“I need to see her,” Archie pleaded. He hated how he sounded. Desperate. Frantic. Henry, Debbie, Buddy—they had all betrayed him. He looked up and saw Debbie stopped in the doorway, the glass in her hands. “Please,” Archie begged.
Henry was immovable. “You can’t. It’s done. She’ll be transferred tomorrow. She’s in lockdown until then. It’s over.”
No. Henry couldn’t do this. Archie had been the lead on the Beauty Killer Task Force. They couldn’t just cut him out of the case. Archie stood and picked up the phone on his desk and punched in the prison number he knew by heart. The pills burned. Archie coughed. The TV droned on. Focus. “Hey, Tony. This is Archie Sheridan. I need to talk to Gretchen. I’m leaving now. Can you make sure she’s ready?”
There was a slight hesitation. “She’s in lockdown, sir. No visitors.”
Archie closed his eyes. “Can you take a phone in to her?”
Another hesitation. Archie felt sorry for him. “We’ve got instructions not to let you talk to her,” Tony said.
“It’s okay,” Archie said. He pressed the END CALL button on the receiver. “It’s okay.” The pills hurt like heartburn. It was a familiar pain. The drain cleaner that Gretchen had made him drink had burned through his esophagus. It had taken him months to recover from the surgery. He stood there for another moment with the receiver in his hand, and then he heaved it as hard as he could against the white wall of his office. It slammed into the drywall and then fell to the ground in two pieces, the batteries rolling on the carpet. Debbie gasped and dropped the glass of water she was holding. A moment later a framed commendation splintered and the glass fell to the ground in two sharp slices. Debbie dropped to the floor to pick up the water glass. It had fallen on carpet and hadn’t broken. She looked helplessly at the soggy puddle of water soaking into the carpet.
At the moment, Archie hated her. “You knew about this,” he said, coming out from behind his desk.
Debbie looked up, startled. “Henry just told me.”
Her hurt expression cut Archie to the bone. He felt his legs grow weak and he sank to the floor in front of his desk. He hung his head and threaded his hands behind his neck. And still his only thought was of Gretchen. “I know I need help,” he said. He felt desperate, his heart racing, like he might hyperventilate. His mind searched for anything he could say to change Henry’s mind. It didn’t matter what. “Cancel the transfer,” he said. “I can pull myself together. Whatever you want. But I need to see her.”
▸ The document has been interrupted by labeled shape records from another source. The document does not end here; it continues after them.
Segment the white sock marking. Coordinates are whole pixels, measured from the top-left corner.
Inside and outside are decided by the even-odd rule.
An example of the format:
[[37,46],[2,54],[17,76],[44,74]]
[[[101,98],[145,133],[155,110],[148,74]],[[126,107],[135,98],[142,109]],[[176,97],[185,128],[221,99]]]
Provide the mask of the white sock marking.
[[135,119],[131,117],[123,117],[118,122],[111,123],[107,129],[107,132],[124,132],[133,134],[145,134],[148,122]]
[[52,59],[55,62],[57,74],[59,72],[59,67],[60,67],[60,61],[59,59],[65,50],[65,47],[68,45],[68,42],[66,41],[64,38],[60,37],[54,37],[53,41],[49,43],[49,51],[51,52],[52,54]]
Henry’s voice was perfectly modulated. It was a tone Archie had heard him use a thousand times with suspects. “You went months without seeing her,” Henry said. “You were doing better.”
Archie’s head pounded. He pressed the bridge of his nose with a thumb and forefinger. “No,” he said with a sad laugh. “I wasn’t.”
Debbie walked over and knelt beside him. “Archie, we’re doing this for you.”
“I need her,” Archie said, his voice barely above a whisper, the pills still stuck in his throat. “You think you’re helping. But it will just make things worse.”
Debbie put a hand on either side of his face. “I miss you so much.”
He looked her in the eye. Her hands felt strange against his cheeks. Unfamiliar. “Leave me alone,” he said. He looked up at Henry. “Both of you.”
Debbie let her hands fall away and she got up and stood behind Henry, her hand on his arm.
“Archie?” Henry said.
Archie looked up. Behind Henry and Debbie, he could see the television; the car being lifted from the Willamette, the senator’s weeping widow.
“I need your gun tonight,” Henry said. “I’m going to sleep on the couch. You can have it back in the morning.”
“Sure,” Archie said. He reached up and picked his keys off the desk and tossed them to Henry and watched as Henry came around and unlocked the desk drawer where Archie kept his service revolver. Henry picked it up out of the drawer, flipped open the cartridge to make sure it was empty, and then closed the drawer.
Henry placed his big hand on Archie’s shoulder and held it for a minute. “I’m sorry,” he said.
Archie didn’t know if he meant he was sorry about Gretchen or taking the gun or conspiring with Debbie. It didn’t matter. If Archie were going to kill himself, he wouldn’t use his weapon. He’d use the pills. Gretchen would have known that.
CHAPTER
17
Archie woke up stiff. It was a combination of the foldout couch in his office and not having taken his first pills of the day. Every day was like waking up with the flu. His first awareness was the stiffness in his legs and arms, the ache in his ribs, his throbbing head, and then Sara, standing next to the bed, dressed for school in a pair of red overalls and a pink T-shirt.
The TV was still on. An aerial shot of flames filled the screen. The local news had taken a break from the senatorial mourning to cover a forest fire somewhere in Central Oregon. Even the news moved on.
“Henry’s making eggs,” Sara said. He could smell the eggs then, the salt and fat wafting in from the kitchen. It made his stomach turn.